In this post I wanted to go into more detail about a specific example of something that Pyston can handle: for loops. It sounds trivial, but in Python it’s actually not quite. Python for loops work by creating an iterator object, and calling __next__ until it raises a StopIteration exception. All of these things typically involve dynamic allocation, and while are typically fast, are much slower than a native for loop. Typical for loops do enough in them that the overhead might not be noticeable, but while investigating a benchmark I noticed a 50% reduction in running time by switching the main for loop to a while loop. Let’s look at the following code:
for i in xrange(n): foo(i)
Type predictions can come from multiple sources, and will often come from examining the past behavior of the program (called type feedback), but in this particular case it comes from the built-in prediction rule “a function call on the name ‘xrange’ produces an object of type xrange”. Note that even though this will most likely be true, it’s not guaranteed since the user can define a different xrange() function that gets called instead — this definition could even happen in a different module, or C extension. So, when Pyston sees this code, it translates it to LLVM IR that behaves similarly to this pseudo-C:
Object x = pyCall(lookup(”xrange”), n); if (x.cls == xrange_cls) { XrangeIterator it = xrangeIterator(x); while (xrangeIteratorHasNext(it)) { int i = xrangeIteratorNext(it); pyCall(lookup(“foo”), i); } } else { // Handles the slow path here }
Notice that
-
Pyston can’t guarantee what the “xrange” name refers to, so it dispatches to the generic “pyCall” function.
-
Once x is guaranteed to be of type xrange, Pyston does know how x.__iter__() works, and can call the builtin xrangeIterator method in the runtime. Similarly, it can resolve the hasnext() and next() functions to their native runtime implementations.
-
It currently uses a non-conformant iteration protocol due to exceptions not being implemented (coming soon!)
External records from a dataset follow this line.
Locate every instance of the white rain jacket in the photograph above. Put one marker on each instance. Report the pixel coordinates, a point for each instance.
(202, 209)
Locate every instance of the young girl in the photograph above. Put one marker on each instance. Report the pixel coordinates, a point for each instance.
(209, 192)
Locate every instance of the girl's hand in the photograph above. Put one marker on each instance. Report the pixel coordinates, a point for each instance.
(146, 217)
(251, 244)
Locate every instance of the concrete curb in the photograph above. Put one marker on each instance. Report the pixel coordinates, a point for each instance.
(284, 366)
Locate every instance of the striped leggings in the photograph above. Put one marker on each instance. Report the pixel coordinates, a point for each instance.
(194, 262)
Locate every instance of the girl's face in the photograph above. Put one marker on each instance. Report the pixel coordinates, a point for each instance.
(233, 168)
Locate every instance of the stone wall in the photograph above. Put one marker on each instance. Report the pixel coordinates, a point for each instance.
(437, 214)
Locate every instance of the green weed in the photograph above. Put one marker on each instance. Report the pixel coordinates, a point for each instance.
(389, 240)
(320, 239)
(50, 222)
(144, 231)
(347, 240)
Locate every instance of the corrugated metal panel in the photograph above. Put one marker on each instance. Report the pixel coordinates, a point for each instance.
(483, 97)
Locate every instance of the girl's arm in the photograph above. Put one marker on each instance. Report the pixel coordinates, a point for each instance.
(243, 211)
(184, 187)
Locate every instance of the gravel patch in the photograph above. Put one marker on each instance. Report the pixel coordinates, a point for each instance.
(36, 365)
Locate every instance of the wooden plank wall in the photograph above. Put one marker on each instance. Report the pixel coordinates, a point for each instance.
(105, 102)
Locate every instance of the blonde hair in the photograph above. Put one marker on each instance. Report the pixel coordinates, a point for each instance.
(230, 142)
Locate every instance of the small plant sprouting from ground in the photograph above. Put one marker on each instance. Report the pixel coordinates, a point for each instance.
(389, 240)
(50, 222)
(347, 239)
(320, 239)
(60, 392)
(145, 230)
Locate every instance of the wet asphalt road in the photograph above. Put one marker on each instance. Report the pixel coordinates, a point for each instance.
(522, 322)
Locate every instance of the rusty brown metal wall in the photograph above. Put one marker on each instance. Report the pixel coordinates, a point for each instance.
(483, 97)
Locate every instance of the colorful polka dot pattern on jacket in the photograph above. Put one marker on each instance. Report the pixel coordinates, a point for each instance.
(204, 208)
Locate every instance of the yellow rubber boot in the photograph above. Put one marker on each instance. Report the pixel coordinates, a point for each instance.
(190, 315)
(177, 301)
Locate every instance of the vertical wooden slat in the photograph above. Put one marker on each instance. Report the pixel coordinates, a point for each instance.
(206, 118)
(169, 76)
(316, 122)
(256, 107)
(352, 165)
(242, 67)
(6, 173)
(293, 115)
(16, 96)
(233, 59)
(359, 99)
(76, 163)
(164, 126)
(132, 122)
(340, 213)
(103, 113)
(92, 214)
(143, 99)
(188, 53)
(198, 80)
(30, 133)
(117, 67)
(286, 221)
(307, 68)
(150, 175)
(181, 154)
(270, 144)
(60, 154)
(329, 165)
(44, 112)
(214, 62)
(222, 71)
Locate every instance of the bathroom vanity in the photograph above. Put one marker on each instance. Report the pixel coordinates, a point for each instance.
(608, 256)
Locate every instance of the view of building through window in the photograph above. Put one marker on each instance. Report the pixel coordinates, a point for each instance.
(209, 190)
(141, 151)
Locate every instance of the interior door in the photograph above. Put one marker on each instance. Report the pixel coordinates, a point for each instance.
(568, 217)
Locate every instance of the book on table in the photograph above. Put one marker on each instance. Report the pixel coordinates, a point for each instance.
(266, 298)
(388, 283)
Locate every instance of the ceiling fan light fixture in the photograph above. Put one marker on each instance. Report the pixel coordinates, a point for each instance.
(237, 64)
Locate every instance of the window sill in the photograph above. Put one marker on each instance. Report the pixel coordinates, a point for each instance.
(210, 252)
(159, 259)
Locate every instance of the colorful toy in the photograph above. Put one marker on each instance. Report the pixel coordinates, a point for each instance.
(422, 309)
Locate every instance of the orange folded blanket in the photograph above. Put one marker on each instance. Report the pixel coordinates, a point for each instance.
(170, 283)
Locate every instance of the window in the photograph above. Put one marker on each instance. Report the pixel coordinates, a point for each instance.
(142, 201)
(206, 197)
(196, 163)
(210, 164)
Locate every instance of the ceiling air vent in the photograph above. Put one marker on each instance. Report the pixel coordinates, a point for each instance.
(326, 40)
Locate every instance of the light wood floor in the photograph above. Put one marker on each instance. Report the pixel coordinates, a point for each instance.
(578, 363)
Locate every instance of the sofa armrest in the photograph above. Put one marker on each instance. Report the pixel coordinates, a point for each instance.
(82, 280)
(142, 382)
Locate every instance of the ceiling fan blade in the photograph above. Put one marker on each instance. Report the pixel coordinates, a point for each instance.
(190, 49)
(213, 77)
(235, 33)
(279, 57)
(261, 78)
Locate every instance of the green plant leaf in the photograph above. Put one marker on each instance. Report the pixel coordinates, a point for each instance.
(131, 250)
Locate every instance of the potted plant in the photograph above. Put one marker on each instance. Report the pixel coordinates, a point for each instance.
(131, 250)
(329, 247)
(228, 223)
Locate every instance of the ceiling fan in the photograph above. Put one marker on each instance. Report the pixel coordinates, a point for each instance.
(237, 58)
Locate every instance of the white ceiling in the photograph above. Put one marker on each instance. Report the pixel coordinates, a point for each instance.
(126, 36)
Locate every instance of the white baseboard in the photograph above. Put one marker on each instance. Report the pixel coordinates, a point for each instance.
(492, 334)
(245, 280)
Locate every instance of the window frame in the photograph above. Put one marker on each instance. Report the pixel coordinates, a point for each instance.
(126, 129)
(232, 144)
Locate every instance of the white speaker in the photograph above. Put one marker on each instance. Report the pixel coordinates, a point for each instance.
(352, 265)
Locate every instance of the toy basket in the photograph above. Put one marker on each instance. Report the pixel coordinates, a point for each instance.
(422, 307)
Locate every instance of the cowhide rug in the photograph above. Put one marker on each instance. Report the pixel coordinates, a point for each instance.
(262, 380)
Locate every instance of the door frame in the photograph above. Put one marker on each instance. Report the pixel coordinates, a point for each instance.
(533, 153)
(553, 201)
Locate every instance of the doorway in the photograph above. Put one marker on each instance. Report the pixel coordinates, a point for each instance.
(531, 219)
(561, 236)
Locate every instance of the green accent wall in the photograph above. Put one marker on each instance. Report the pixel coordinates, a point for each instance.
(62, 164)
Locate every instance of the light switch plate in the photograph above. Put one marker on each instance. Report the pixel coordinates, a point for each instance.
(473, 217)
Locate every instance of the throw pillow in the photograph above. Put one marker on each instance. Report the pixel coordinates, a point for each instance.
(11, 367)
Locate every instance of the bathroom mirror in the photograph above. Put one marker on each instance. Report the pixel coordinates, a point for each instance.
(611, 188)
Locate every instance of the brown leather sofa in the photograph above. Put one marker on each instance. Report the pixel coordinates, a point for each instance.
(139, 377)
At this point, we could execute this code as-is for decent performance. But now that we have full type information on the fast path, we can apply more traditional optimizations: in this case, Pyston will use LLVM’s heuristics and decide to have LLVM inline xrangeIterator(), xrangeIteratorHasNext() and xrangeIteratorNext(), which, in turn, opens up additional optimizations. Using some custom optimizations around the behavior of GC-allocated memory, Pyston can determine that the “it” object is needlessly allocated and will lower all of its attributes to local variables, which reduces the example to this native for loop:
Object x = pyCall(lookup(“xrange”), i); if (x.cls == xrange_cls) { int stop = x.stop; int step = x.step; for (int i = x.start; i < stop; i += step) { pyCall(lookup(“foo”), i); } } else { // Handles the slow path here }
In reality, the situation is more complicated and the results less nice, since there will often be speculations inside the for loop that can require a rematerialization of the iterator object; but personally I find this kind of result to be a very promising indicator that type feedback + static optimizations can produce code similar to what a tracing JIT may be able to achieve.